Quite why BF1 is getting the upgrade treatment at all is something of a mystery, bearing in mind its vintage. Perhaps DICE is gearing up for Battlefield 5 support later this year by using its predecessor for proof of concept work, but regardless, the options open to the developer with this one are mouthwatering. With PlayStation 4 Pro support, the lack of RAM and memory bandwidth saw DICE pursue a checkerboard resolution bump only – but with Xbox One X’s more lavish spec, the door is open to incorporating some of the PC’s more lavish features – and veering closer to PC’s ultra preset would be a huge win for the console.
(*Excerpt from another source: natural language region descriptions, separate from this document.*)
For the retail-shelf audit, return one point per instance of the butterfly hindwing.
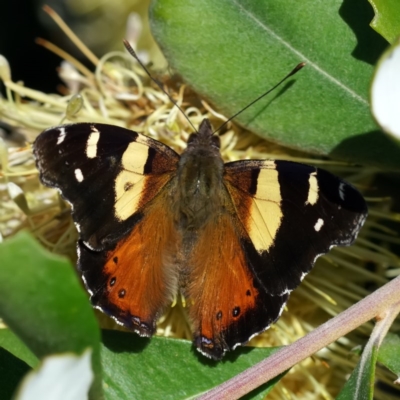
(292, 213)
(227, 306)
(233, 239)
(103, 171)
(133, 281)
(116, 182)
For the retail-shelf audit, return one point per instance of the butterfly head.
(204, 137)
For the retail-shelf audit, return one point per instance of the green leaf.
(360, 385)
(385, 91)
(12, 370)
(161, 368)
(387, 18)
(12, 343)
(43, 302)
(389, 353)
(233, 51)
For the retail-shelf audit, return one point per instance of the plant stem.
(371, 306)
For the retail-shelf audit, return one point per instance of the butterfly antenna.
(294, 71)
(134, 55)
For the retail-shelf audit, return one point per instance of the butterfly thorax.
(198, 191)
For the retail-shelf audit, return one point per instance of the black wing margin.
(292, 213)
(83, 161)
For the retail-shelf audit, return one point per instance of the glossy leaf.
(232, 51)
(43, 302)
(360, 385)
(389, 353)
(12, 370)
(385, 91)
(387, 18)
(161, 368)
(10, 342)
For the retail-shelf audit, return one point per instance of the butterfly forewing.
(103, 171)
(292, 213)
(233, 239)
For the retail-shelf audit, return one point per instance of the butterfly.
(233, 239)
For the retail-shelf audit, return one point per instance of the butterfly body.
(233, 239)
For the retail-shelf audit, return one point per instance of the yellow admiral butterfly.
(234, 239)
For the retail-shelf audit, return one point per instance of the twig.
(376, 304)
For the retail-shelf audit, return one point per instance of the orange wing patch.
(221, 289)
(141, 277)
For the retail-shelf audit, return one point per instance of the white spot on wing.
(61, 136)
(91, 146)
(318, 224)
(78, 175)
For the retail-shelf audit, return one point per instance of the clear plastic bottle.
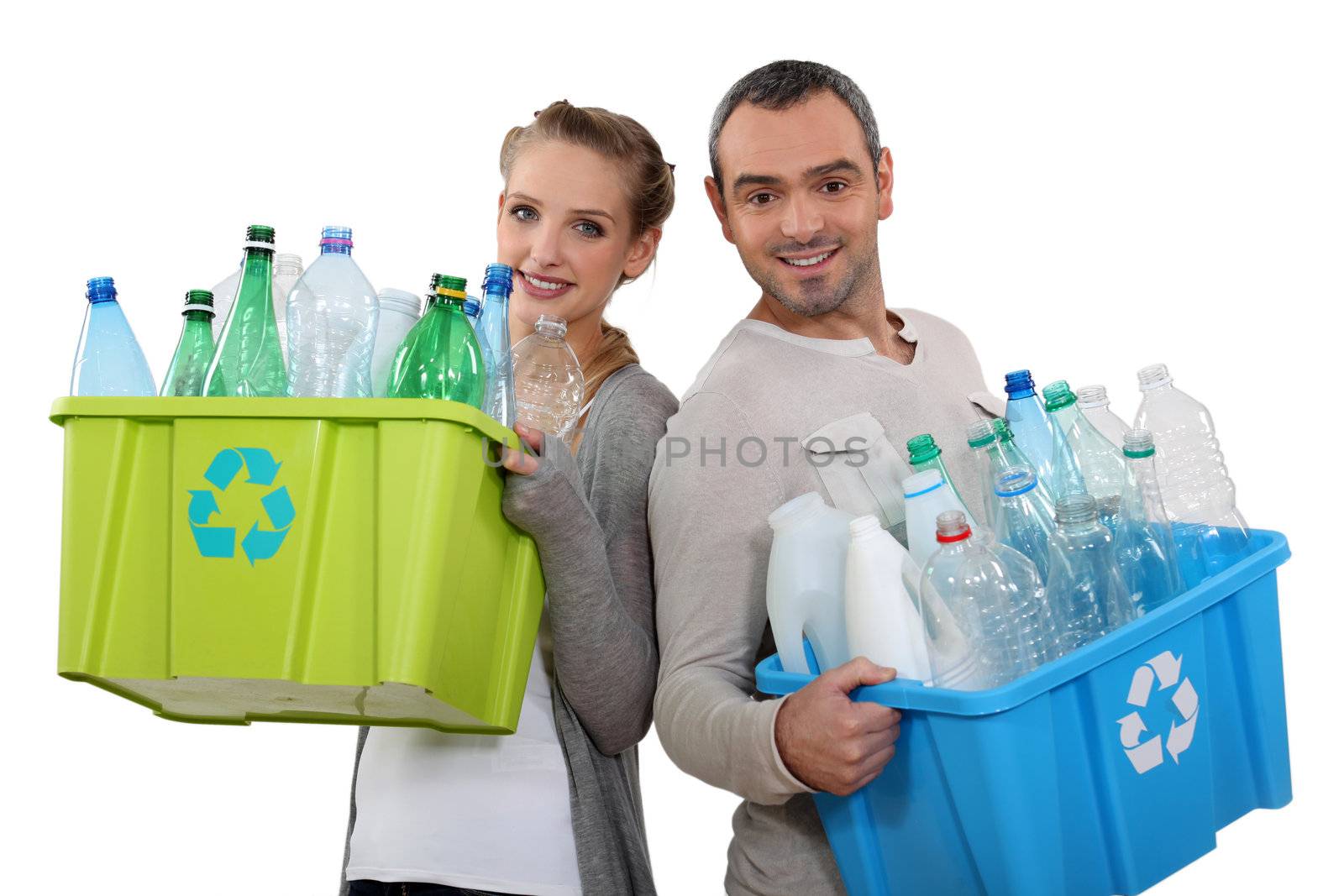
(804, 590)
(333, 316)
(1086, 594)
(925, 454)
(492, 332)
(1025, 521)
(1014, 456)
(396, 315)
(108, 359)
(1030, 425)
(548, 379)
(951, 627)
(195, 348)
(1146, 550)
(882, 622)
(286, 271)
(1095, 406)
(927, 496)
(248, 359)
(1084, 453)
(1189, 466)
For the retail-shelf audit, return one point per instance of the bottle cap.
(952, 527)
(1019, 383)
(499, 280)
(1058, 396)
(921, 483)
(199, 300)
(1139, 443)
(922, 449)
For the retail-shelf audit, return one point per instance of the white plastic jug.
(804, 589)
(882, 621)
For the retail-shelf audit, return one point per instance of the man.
(812, 392)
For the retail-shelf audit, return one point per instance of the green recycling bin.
(329, 560)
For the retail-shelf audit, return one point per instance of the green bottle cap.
(261, 234)
(922, 448)
(447, 286)
(1058, 396)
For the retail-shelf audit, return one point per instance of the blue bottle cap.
(336, 239)
(101, 289)
(1019, 382)
(499, 278)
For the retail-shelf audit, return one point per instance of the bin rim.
(1270, 551)
(333, 409)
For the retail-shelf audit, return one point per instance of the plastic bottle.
(1095, 406)
(1027, 418)
(195, 347)
(927, 496)
(1084, 453)
(925, 454)
(882, 622)
(492, 331)
(248, 359)
(951, 627)
(1015, 627)
(1025, 521)
(108, 359)
(804, 590)
(1189, 468)
(333, 316)
(396, 315)
(548, 379)
(1146, 551)
(1086, 595)
(286, 271)
(440, 356)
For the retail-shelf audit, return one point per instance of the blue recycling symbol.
(277, 510)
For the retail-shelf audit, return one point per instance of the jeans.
(380, 888)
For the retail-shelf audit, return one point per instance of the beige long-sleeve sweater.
(774, 416)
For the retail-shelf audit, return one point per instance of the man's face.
(801, 202)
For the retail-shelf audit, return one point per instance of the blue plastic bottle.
(1030, 426)
(108, 360)
(492, 335)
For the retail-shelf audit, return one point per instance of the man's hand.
(832, 743)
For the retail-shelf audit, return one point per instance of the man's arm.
(711, 547)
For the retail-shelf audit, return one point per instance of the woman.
(554, 809)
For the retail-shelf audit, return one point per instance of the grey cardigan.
(589, 515)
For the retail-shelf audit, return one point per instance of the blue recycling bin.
(1101, 773)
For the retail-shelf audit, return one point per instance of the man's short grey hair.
(783, 85)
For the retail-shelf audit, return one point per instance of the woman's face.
(564, 228)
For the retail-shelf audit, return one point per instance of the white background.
(1085, 188)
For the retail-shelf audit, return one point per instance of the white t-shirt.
(470, 810)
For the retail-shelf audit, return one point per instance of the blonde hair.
(649, 188)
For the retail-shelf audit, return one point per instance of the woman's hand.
(524, 463)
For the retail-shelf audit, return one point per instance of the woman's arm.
(598, 564)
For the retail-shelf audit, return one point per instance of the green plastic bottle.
(248, 359)
(195, 348)
(440, 356)
(925, 454)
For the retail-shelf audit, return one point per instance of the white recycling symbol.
(1146, 755)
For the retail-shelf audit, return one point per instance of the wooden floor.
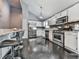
(37, 49)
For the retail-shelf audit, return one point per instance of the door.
(71, 40)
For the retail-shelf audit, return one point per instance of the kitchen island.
(9, 34)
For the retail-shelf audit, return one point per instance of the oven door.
(58, 37)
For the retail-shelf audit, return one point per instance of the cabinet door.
(73, 13)
(71, 41)
(52, 21)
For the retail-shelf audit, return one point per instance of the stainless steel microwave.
(61, 20)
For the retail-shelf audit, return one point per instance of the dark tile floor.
(37, 49)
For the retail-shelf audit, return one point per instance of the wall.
(15, 18)
(4, 13)
(72, 13)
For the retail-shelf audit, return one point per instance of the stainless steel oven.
(58, 37)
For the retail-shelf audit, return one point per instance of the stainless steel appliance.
(58, 37)
(61, 20)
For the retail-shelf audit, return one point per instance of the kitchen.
(39, 29)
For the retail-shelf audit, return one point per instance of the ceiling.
(50, 7)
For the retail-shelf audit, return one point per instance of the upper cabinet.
(73, 13)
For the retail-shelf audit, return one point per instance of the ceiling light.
(41, 17)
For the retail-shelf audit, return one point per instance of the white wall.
(25, 19)
(5, 13)
(73, 14)
(41, 32)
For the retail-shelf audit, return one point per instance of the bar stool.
(7, 43)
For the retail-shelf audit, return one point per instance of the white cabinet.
(64, 13)
(52, 21)
(71, 42)
(73, 13)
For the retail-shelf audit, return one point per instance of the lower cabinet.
(71, 41)
(4, 51)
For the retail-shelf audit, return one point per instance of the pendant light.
(41, 7)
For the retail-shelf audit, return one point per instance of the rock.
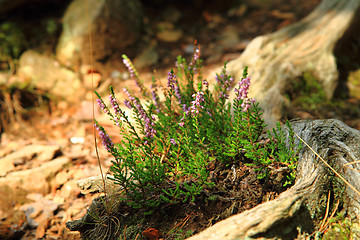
(115, 25)
(6, 165)
(70, 189)
(169, 35)
(41, 152)
(95, 184)
(37, 179)
(45, 73)
(39, 213)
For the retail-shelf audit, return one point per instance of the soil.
(48, 121)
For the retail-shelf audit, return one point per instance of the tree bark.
(306, 46)
(295, 211)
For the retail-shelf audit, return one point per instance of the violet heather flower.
(101, 105)
(114, 104)
(174, 85)
(196, 104)
(173, 142)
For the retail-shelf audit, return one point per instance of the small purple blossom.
(196, 104)
(225, 82)
(242, 93)
(114, 104)
(205, 83)
(106, 140)
(155, 98)
(101, 105)
(173, 142)
(181, 123)
(127, 104)
(197, 54)
(174, 85)
(149, 121)
(129, 66)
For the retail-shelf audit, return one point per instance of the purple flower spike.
(101, 105)
(225, 83)
(114, 104)
(106, 140)
(173, 142)
(196, 104)
(128, 65)
(174, 85)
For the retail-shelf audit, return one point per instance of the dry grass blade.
(332, 169)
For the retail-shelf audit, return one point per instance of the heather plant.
(164, 155)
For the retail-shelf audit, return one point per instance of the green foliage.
(163, 156)
(341, 227)
(12, 41)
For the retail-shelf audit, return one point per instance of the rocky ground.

Stacking up the console BF1 experience against the fully enabled PC game, it’s clear that there’s much that could be added: improved textures, more detailed terrain rendering and more GPU-accelerated particles just for starters. As things stand, however, the X patch delivers a resolution bump and little more. And so, by extension, X’s visual feature set is a match for the PlayStation 4 Pro upgrade. In common with Pro, DICE employs dynamic resolution scaling, ramping up to the full 4K promised by the patch notes but also dropping from the target under load, where resolution can dip to 3456×1944 in more intense scenes (a 90 per cent resolution scaling on both axis) while one measurement saw the scaler drop further to 3360×1890 – the lowest resolution we saw during a 64-player conquest mode skirmish. Temporal anti-aliasing softens the scene anyway, making resolution transitions virtually impossible to notice, and the overall presentation impresses on a 4K screen throughout.